The basic limitation I see with this is a complete write cache flush is not close to optimal on sufficiently intelligent devices. That is where I/O threads come in. The complaint is made that a write barrier makes it difficult to re-order write requests in the block subsystem. There is an easy solution to that: make the write barrier only apply to one I/O thread.
Then the block layer can reorder requests arbitrarily as long as the I/O thread specific ordering constraints are met. And when a thread specific write barrier needs to be issued to a lower level device, it can be translated to a device level write barrier instead of issuing a full write cache flush, without impairing the higher level block reordering at all.
In addition, intelligent I/O thread supporting block devices could use the I/O thread specific barrier operation to order just the requests on that I/O thread instead of flushing its entire write cache. iSCSI theoretically supports this now if you map I/O threads to connections (initiator target nexuses), although the SCSI architectural model doesn't seem to be designed to do it that way.
However (with proper kernel support) a block layer protocol such as that used by DRBD could presumably easily be adapted to support I/O thread specific barrier operations, allowing the remote device to maintain a much larger write cache, one that doesn't need to be flushed every time a process calls fsync, or even forced to order all its block operations to satisfy the ordering constraints of just one I/O thread. Provided there was a way to flush the cache for just one I/O thread, or (even better) be notified when the writes prior to an I/O thread specific barrier had completed, such support would reduce fsync latency on a busy device dramatically.

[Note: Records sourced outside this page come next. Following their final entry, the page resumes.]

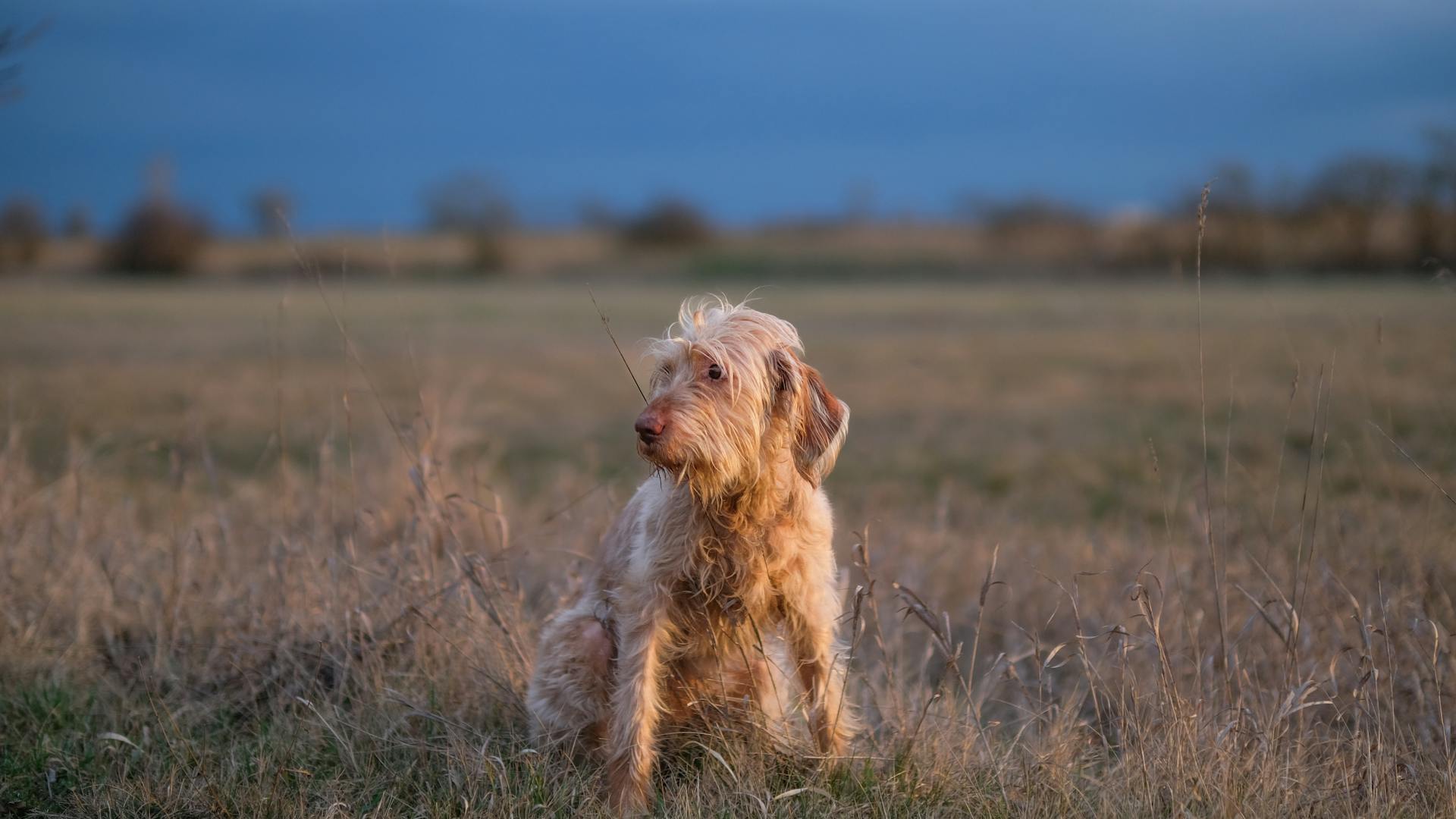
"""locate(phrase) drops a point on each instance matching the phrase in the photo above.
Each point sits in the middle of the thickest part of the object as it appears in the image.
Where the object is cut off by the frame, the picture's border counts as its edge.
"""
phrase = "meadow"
(283, 550)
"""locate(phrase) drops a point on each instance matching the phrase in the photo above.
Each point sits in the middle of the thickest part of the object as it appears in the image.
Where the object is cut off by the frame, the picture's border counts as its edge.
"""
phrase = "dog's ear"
(820, 420)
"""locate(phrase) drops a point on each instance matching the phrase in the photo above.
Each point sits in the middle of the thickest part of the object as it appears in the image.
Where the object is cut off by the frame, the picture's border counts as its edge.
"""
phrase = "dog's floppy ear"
(820, 420)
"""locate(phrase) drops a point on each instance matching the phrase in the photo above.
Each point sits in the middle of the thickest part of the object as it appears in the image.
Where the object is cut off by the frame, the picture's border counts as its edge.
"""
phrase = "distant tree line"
(1357, 213)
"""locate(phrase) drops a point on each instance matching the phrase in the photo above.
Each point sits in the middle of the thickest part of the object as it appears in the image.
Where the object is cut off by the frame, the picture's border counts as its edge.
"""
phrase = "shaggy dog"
(727, 544)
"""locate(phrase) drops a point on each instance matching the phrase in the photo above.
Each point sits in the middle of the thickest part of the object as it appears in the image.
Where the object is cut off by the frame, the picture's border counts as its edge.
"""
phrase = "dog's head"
(731, 398)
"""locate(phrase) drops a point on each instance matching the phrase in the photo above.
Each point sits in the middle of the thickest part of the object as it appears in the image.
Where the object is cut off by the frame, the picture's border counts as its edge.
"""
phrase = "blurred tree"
(1433, 210)
(473, 206)
(12, 39)
(1354, 190)
(22, 234)
(273, 212)
(1238, 212)
(159, 237)
(670, 222)
(468, 203)
(76, 223)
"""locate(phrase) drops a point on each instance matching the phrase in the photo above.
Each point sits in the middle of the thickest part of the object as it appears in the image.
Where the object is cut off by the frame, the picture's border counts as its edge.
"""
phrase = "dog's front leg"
(635, 706)
(810, 613)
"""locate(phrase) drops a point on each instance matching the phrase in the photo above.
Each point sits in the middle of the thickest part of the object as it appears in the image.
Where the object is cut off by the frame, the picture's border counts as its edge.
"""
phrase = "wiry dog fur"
(726, 545)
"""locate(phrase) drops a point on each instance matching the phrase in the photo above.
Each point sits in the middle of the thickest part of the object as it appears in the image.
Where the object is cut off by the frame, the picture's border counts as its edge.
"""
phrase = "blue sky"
(756, 110)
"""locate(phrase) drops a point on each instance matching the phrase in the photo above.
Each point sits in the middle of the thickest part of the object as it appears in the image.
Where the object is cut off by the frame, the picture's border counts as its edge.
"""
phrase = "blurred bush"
(22, 234)
(669, 223)
(473, 206)
(158, 238)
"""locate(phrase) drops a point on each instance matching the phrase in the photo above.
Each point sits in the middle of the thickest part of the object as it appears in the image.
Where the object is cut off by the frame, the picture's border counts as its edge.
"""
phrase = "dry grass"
(248, 570)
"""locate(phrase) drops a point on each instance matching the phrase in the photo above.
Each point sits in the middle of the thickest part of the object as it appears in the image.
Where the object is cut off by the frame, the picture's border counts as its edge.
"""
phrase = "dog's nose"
(650, 426)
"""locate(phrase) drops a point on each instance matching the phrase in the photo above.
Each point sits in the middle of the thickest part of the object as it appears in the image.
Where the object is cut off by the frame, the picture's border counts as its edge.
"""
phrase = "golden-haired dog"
(726, 545)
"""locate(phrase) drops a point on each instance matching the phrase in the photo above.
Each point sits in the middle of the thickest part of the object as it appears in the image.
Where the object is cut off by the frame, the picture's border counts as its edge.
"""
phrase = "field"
(283, 550)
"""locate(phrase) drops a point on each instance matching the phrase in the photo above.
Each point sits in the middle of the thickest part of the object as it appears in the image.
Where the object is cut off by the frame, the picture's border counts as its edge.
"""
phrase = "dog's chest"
(724, 583)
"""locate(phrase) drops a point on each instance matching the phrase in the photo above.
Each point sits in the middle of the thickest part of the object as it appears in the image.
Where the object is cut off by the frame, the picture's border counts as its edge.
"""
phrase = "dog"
(728, 542)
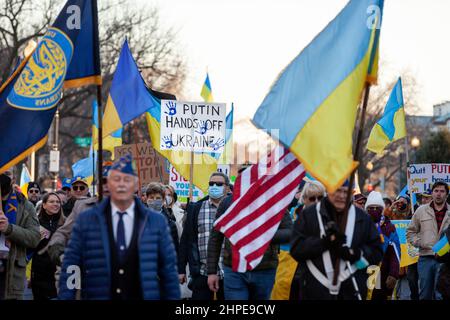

It is not as if one was writing a distributed database protocol he would request a remote database node to flush every dirty block in its cache to ensure a commit. Rather a request would be sent to commit just the ones associated with a certain transaction. I don't see why a distributed block device should be any different, and I/O threads are a simple way of making that happen. I/O threads or something like them are the future of block devices. A full write cache flush makes the BKL look like an exercise in efficiency.